MEMBRANE PROTEIN CRYSTALLIZATION home > research > membrane protein crystallization

Fig.1-2One of the goals for the Membrane Protein Structural Biology Consortium (MPSBC) is to develop crystallization screens specifically tailored to transmembrane proteins (TMPs).  This class of proteins presents a greater challenge, since they require an initial detergent solubilization step to remove the protein from the lipid bilayer of a membrane and form a stable, homogeneous, protein-detergent complex (PDC). [1] Subsequent crystallization of the PDC requires the manipulation of its dual surface properties in the presence of various precipitants.

Since membrane proteins have been observed to form crystals close to the phase boundaries of the detergent used in the crystallization experiment, knowledge of these boundaries under different precipitant conditions can serve as the foundation for the design of optimal crystallization screens for membrane proteins [2]. 

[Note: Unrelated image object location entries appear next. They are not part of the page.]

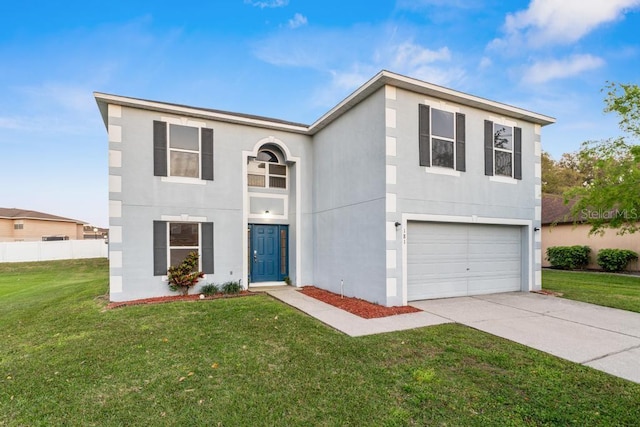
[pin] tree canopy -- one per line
(610, 196)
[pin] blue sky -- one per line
(285, 59)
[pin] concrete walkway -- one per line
(602, 338)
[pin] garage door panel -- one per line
(450, 259)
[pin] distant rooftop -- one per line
(555, 211)
(14, 213)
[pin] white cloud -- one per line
(298, 20)
(485, 62)
(410, 55)
(550, 22)
(267, 4)
(544, 71)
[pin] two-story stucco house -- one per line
(403, 191)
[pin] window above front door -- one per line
(267, 170)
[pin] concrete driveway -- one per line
(603, 338)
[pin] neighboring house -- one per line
(560, 229)
(92, 232)
(20, 225)
(403, 191)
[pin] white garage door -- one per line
(449, 260)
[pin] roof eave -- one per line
(104, 100)
(388, 78)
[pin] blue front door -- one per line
(268, 252)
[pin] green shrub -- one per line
(615, 259)
(185, 275)
(568, 257)
(209, 289)
(231, 288)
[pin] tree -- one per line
(564, 174)
(611, 197)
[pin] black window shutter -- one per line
(488, 147)
(159, 248)
(517, 153)
(207, 153)
(207, 247)
(423, 135)
(460, 140)
(159, 148)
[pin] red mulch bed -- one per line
(172, 298)
(356, 306)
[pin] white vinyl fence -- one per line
(46, 251)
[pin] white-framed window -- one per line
(184, 151)
(174, 239)
(443, 133)
(503, 150)
(441, 139)
(184, 238)
(267, 170)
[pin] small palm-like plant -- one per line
(185, 275)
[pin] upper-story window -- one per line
(441, 136)
(502, 150)
(267, 170)
(182, 151)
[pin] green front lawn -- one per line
(255, 361)
(609, 290)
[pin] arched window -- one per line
(267, 169)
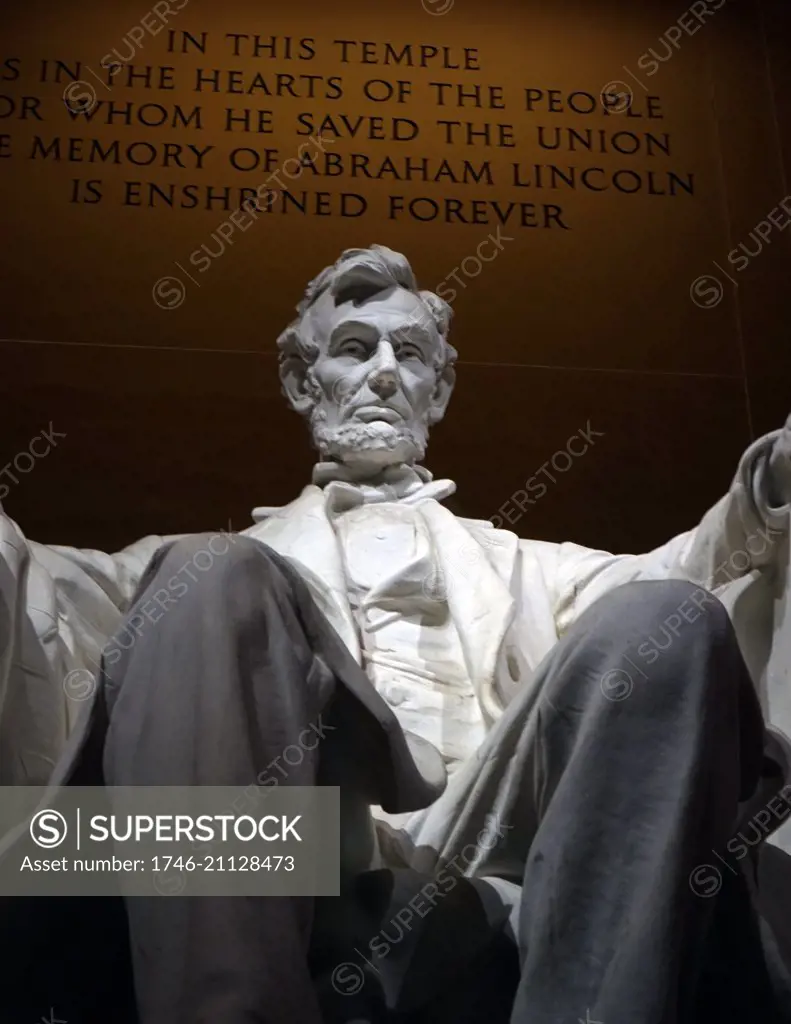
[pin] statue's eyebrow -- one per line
(366, 332)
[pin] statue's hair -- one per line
(359, 274)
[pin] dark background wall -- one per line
(172, 417)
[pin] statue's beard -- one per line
(379, 443)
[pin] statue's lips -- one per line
(370, 414)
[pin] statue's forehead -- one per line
(398, 303)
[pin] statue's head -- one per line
(368, 361)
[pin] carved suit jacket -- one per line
(510, 600)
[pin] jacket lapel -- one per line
(477, 566)
(301, 532)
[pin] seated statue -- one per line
(577, 735)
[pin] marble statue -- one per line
(461, 628)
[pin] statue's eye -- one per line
(409, 351)
(352, 347)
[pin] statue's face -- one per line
(375, 384)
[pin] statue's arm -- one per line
(58, 606)
(743, 532)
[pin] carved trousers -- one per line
(607, 798)
(617, 787)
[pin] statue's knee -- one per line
(674, 606)
(205, 564)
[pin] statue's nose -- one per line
(383, 379)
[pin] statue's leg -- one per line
(212, 692)
(615, 786)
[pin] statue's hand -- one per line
(780, 466)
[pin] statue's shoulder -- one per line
(304, 504)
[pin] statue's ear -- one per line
(443, 392)
(293, 373)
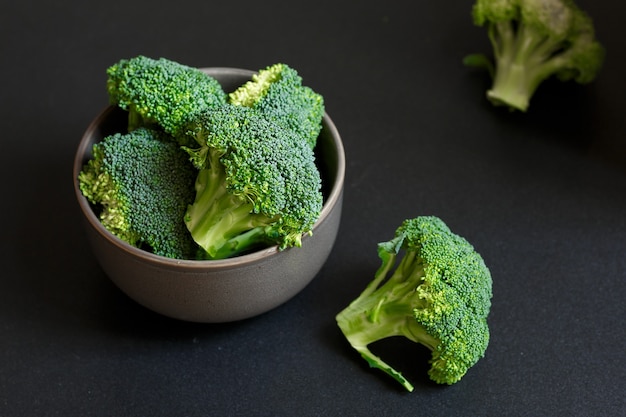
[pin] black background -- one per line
(541, 195)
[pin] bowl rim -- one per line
(331, 200)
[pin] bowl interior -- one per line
(329, 158)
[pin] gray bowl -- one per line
(221, 290)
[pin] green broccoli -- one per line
(141, 183)
(277, 92)
(160, 93)
(533, 40)
(439, 295)
(258, 183)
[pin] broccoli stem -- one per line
(523, 60)
(220, 222)
(380, 312)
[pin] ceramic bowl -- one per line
(220, 290)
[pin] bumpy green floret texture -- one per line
(258, 184)
(532, 41)
(438, 295)
(142, 183)
(160, 93)
(278, 93)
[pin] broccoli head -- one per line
(258, 184)
(438, 295)
(160, 93)
(533, 40)
(278, 93)
(141, 183)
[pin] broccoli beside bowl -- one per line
(216, 290)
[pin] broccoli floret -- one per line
(533, 40)
(160, 93)
(142, 182)
(439, 295)
(277, 92)
(258, 184)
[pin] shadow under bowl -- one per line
(218, 290)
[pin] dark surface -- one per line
(541, 195)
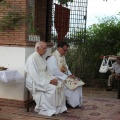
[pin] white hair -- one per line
(39, 44)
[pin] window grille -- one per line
(77, 22)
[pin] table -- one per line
(10, 75)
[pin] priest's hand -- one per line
(54, 82)
(72, 76)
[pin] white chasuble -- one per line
(58, 67)
(50, 99)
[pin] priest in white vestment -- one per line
(58, 67)
(46, 90)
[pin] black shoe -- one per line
(109, 89)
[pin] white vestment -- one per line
(74, 97)
(50, 99)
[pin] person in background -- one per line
(46, 90)
(58, 67)
(115, 74)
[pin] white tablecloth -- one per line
(10, 75)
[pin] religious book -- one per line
(72, 83)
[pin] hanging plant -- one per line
(11, 21)
(4, 3)
(64, 2)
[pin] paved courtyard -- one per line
(98, 104)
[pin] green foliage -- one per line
(12, 19)
(102, 39)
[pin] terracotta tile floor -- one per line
(9, 113)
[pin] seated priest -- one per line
(58, 67)
(46, 90)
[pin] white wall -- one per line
(14, 58)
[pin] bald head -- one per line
(41, 47)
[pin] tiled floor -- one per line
(93, 99)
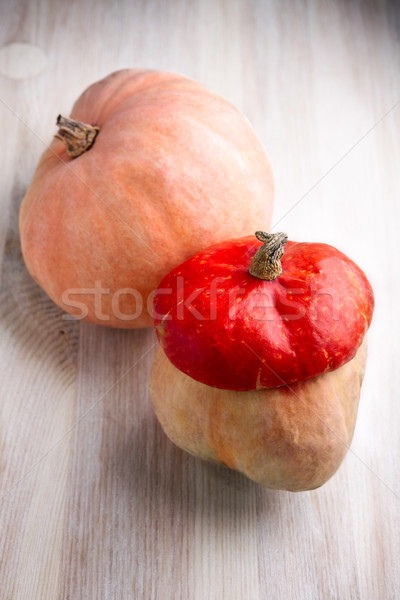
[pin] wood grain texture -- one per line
(95, 502)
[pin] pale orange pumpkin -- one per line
(167, 169)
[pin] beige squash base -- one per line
(292, 438)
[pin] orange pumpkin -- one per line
(150, 169)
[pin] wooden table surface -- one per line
(96, 503)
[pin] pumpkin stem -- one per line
(266, 263)
(78, 136)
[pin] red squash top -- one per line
(231, 329)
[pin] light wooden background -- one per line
(95, 502)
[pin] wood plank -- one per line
(95, 502)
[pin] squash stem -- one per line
(266, 263)
(77, 136)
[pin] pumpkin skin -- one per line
(290, 438)
(228, 329)
(173, 169)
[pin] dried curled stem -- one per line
(266, 263)
(78, 136)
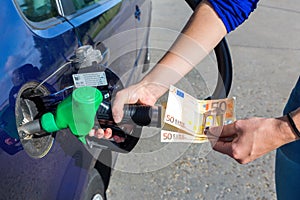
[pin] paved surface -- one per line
(266, 56)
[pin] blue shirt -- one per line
(233, 12)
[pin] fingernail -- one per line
(117, 118)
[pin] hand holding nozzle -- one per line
(77, 112)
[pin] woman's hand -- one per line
(249, 139)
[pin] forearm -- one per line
(201, 34)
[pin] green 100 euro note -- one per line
(186, 117)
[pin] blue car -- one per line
(42, 42)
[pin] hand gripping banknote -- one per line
(186, 117)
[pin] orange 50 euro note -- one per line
(186, 117)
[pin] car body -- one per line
(38, 37)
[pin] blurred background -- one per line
(266, 58)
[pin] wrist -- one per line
(286, 130)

Beginning with dye-partitioning experiments that characterized the phase separation boundaries of pure detergents in the presence of various precipitants (Fig. 1), the Malkowski laboratory has generated and refined empirically derived detergent phase data that encompasses 11 detergents, 11 salts, and 10 polyethylene glycols (PEGs). These phase data have been made readily accessible through the creation of an Excel-based applet (SlickSpot) that allows an investigator to formulate crystallization cocktail grid screens containing PEGs and salts, specifically targeting regions near, but not beyond the phase partitioning boundaries of, the 11 detergents tested.

The phase data have also been used to formulate a TMP crystallization screen consisting of 1536 cocktails and to make it compatible with the liquid-handling robots and standard operating procedures used in the High-Throughput Crystallization Screening Laboratory at the Hauptman-Woodward Institute [3].

Beta testing of the 1536-experiment TMP screen was initiated with the acceptance of the first TMP samples in August 2008. As of March 2011, there have been more than 300 samples for about 175 unique macromolecules submitted to the TMP screen by the structural biology and structural genomics communities. The MPSBC staff modifies the cocktail list periodically in an attempt to increase the frequency of successful outcomes.


1. Loll PJ. Membrane protein structural biology: the high throughput challenge. J Struct Biol. 2003      Apr;142(1):144-53.

2. Wiener, M.C. & Snook, C.F. (2001). J. Cryst. Growth 232, 426-431.

3. Koszelak-Rosenblum M, Krol A, Mozumdar N, Wunsch K, Ferin A, Cook E, Veatch CK, Nagel R, Luft JR, Detitta GT,     Malkowski MG. Determination and application of empirically derived detergent phase boundaries to    effectively crystallize membrane proteins. Protein Sci. 2009 Sep;18(9):1828-39.